Saksham is a single point solution for bridging the communication gap between individuals with visual, auditory, or speech impairments and those without any disability. The application utilizes computer vision, voice recognition, and sophisticated hardware to convert sign language, voice, and braille to text, enabling seamless communication between diverse populations.
Disability is a part of the human condition, and almost everyone will experience impairment at some point in life. Saksham aims to empower the disabled community by providing them with a communication tool that is easy to use and adaptable to their specific needs. By combining AI, machine learning, and hardware components, Saksham offers a comprehensive solution for individuals with visual, auditory, or speech disabilities.
- Sign Language Recognition: Saksham utilizes computer vision and a deep neural network to convert sign language gestures into text.
- Voice Recognition: The application employs speech-to-text technology to convert spoken words into text.

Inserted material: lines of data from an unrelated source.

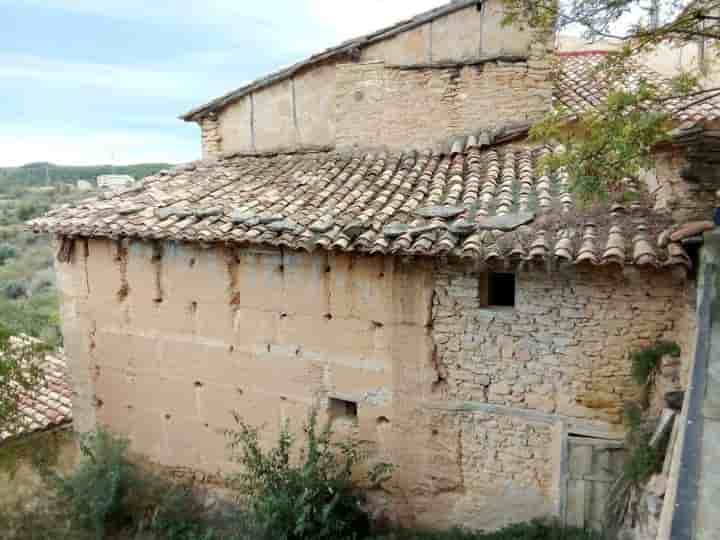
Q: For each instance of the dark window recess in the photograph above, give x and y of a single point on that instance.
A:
(497, 289)
(339, 408)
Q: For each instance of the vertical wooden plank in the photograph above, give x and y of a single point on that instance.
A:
(576, 503)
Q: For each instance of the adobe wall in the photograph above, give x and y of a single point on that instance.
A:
(471, 404)
(303, 111)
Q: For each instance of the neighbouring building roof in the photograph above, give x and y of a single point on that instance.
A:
(49, 404)
(468, 202)
(345, 49)
(580, 87)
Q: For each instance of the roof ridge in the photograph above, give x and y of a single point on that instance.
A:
(590, 52)
(349, 46)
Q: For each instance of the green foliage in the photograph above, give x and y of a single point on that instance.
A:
(614, 141)
(96, 492)
(645, 362)
(312, 496)
(642, 462)
(607, 146)
(7, 252)
(14, 290)
(43, 174)
(535, 530)
(29, 210)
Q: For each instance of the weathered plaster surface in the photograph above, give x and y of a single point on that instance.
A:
(469, 403)
(308, 109)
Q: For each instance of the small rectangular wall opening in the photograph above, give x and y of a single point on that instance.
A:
(497, 289)
(342, 409)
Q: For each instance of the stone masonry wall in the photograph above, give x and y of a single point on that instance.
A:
(303, 112)
(687, 201)
(563, 349)
(211, 138)
(401, 108)
(469, 403)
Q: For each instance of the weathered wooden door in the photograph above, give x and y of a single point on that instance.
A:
(591, 467)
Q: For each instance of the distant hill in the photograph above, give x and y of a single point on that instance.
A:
(41, 173)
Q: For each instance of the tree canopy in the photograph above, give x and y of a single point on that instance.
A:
(614, 142)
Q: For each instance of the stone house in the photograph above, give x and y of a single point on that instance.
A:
(367, 233)
(44, 432)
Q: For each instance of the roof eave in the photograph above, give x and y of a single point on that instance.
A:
(345, 48)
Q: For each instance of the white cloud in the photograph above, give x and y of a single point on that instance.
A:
(21, 145)
(189, 12)
(351, 19)
(130, 79)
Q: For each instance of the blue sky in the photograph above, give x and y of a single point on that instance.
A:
(101, 81)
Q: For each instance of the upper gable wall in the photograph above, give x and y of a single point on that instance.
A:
(302, 111)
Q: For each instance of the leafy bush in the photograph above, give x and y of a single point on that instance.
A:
(645, 362)
(310, 497)
(642, 462)
(535, 530)
(7, 252)
(14, 290)
(43, 280)
(96, 491)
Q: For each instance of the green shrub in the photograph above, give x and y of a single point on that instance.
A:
(645, 362)
(642, 462)
(535, 530)
(7, 252)
(311, 497)
(96, 491)
(14, 290)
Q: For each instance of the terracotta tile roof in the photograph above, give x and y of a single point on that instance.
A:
(425, 203)
(49, 404)
(580, 87)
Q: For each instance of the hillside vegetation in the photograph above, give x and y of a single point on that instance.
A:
(42, 173)
(28, 298)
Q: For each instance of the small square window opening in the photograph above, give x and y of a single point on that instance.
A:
(342, 409)
(497, 289)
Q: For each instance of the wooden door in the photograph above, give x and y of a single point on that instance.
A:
(590, 469)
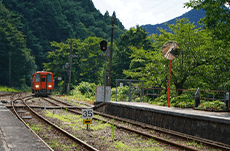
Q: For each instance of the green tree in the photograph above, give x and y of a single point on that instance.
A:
(196, 66)
(13, 42)
(87, 64)
(217, 17)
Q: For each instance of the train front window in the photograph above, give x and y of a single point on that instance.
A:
(49, 78)
(37, 77)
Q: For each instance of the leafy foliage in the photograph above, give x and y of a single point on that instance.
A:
(213, 105)
(13, 45)
(196, 65)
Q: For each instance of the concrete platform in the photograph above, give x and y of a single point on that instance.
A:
(14, 134)
(210, 125)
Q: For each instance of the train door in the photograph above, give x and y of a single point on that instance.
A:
(43, 82)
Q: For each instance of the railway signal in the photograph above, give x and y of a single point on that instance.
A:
(170, 50)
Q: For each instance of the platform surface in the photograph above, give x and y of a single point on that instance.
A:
(185, 112)
(15, 136)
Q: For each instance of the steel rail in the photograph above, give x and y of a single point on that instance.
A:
(136, 131)
(86, 146)
(12, 103)
(171, 132)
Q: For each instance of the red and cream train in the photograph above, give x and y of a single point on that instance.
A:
(42, 83)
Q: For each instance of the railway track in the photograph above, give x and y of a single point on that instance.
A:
(145, 126)
(139, 127)
(214, 144)
(62, 134)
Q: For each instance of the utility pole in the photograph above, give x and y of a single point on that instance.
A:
(70, 65)
(111, 48)
(9, 69)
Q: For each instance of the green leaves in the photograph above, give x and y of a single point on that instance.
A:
(13, 45)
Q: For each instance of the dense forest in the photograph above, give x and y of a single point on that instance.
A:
(193, 15)
(40, 34)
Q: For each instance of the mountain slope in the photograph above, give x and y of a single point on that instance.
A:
(193, 16)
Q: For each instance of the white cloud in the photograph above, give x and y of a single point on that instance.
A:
(133, 12)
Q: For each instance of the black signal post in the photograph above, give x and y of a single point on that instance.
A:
(103, 45)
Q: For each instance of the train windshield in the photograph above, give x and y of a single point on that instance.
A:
(37, 77)
(49, 78)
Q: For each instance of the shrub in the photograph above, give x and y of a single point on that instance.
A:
(86, 88)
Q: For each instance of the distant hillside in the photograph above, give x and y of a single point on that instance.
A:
(44, 21)
(193, 16)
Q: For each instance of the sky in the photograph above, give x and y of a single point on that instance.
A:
(142, 12)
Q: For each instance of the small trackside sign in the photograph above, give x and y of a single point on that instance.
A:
(87, 113)
(87, 121)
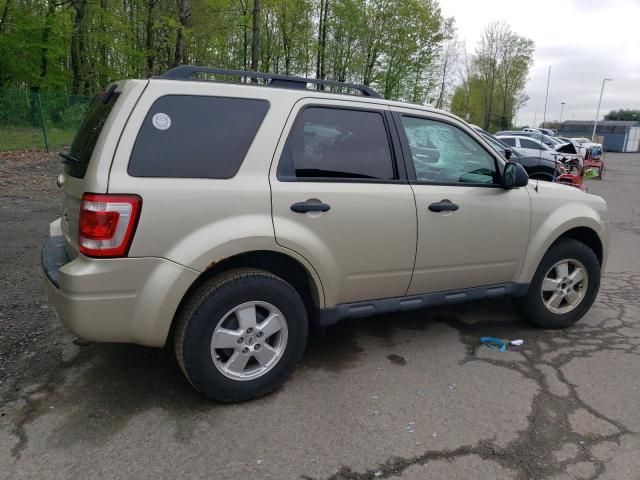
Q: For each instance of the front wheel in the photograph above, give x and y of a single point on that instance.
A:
(240, 335)
(564, 287)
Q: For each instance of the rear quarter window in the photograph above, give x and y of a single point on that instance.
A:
(87, 136)
(188, 136)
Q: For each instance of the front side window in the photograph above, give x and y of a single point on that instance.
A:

- Braille Interaction: Saksham features a sophisticated hardware setup to convert Braille input into text and provide tactile feedback to the user.
- Customizable Interface: The user interface is designed to be user-friendly and can be customized to suit individual preferences.
- Wireless Communication: Saksham enables wireless communication between the device and other devices via Bluetooth.
- Operating System: Windows 10 v21H1 or later (64-bit)
- Memory: 8 GB 2400 MHz DDR4
- Storage: 250 GB SATA3 SSD
- Python: Version 3.8
- IDE: PyCharm 2022 v16.11
- Programming Language: Python, JavaScript (React)
- Machine Learning Framework: TensorFlow
- Hardware: Arduino Mega, SG90 Servo Motors, Push Buttons, Buzzer, Vibrator Motor, LEDs, Bluetooth Module, Resistors, Capacitors
- Communication: Fast API for server-side functionality
- Architecture: The system follows a modular architecture. It consists of the following components:
- Sign Language Recognition: Utilizes computer vision and a Convolutional Neural Network (CNN) to recognize sign language gestures and convert them into text.
- Voice Recognition: Uses Web Speech API to convert spoken words into text.
- Braille Interaction: Involves a hardware setup with Arduino Mega, push buttons, servo motors, and other components to convert Braille input into text and provide tactile feedback to the user.
- User Interface: Developed using React, providing a user-friendly interface for easy communication.
- Server: Utilizes Fast API to maintain communication records and facilitate live conversations between users.
-
Sign Language Recognition:
- The user performs sign language gestures in front of a camera connected to the system.
- The system utilizes computer vision and a Convolutional Neural Network (CNN) to recognize the gestures.
- The recognized gestures are converted into text, representing the user's intended message.
-
Voice Recognition:
- The user speaks into the system's microphone.
- The application employs the Web Speech API to convert the spoken words into text.
- The converted text is displayed on the user interface for further communication.
-
Braille Interaction:
- The user inputs Braille characters using the designated push buttons on the hardware setup.
- The Braille input is converted into text, representing the user's message.
- The system provides tactile feedback to the user using a vibrator motor to confirm the input.
-
User Interface:
- The user interface displays the converted text from sign language or voice recognition.
- It also provides options for customization and additional features like text-to-speech.
-
Wireless Communication:
- Saksham enables wireless communication between the device and other devices via Bluetooth.
- Users can connect Saksham to their computer or mobile devices for seamless communication.
Contributions to Saksham are welcome! To contribute, follow these steps:
- Fork the repository.
- Create a new branch for your feature or bug fix:
git checkout -b feature-name
- Commit your changes:
git commit -m "Description of changes"
- Push to the branch:
git push origin feature-name
- Open a pull request to the
main
branch.
This project is licensed under the MIT License - see the LICENSE file for details.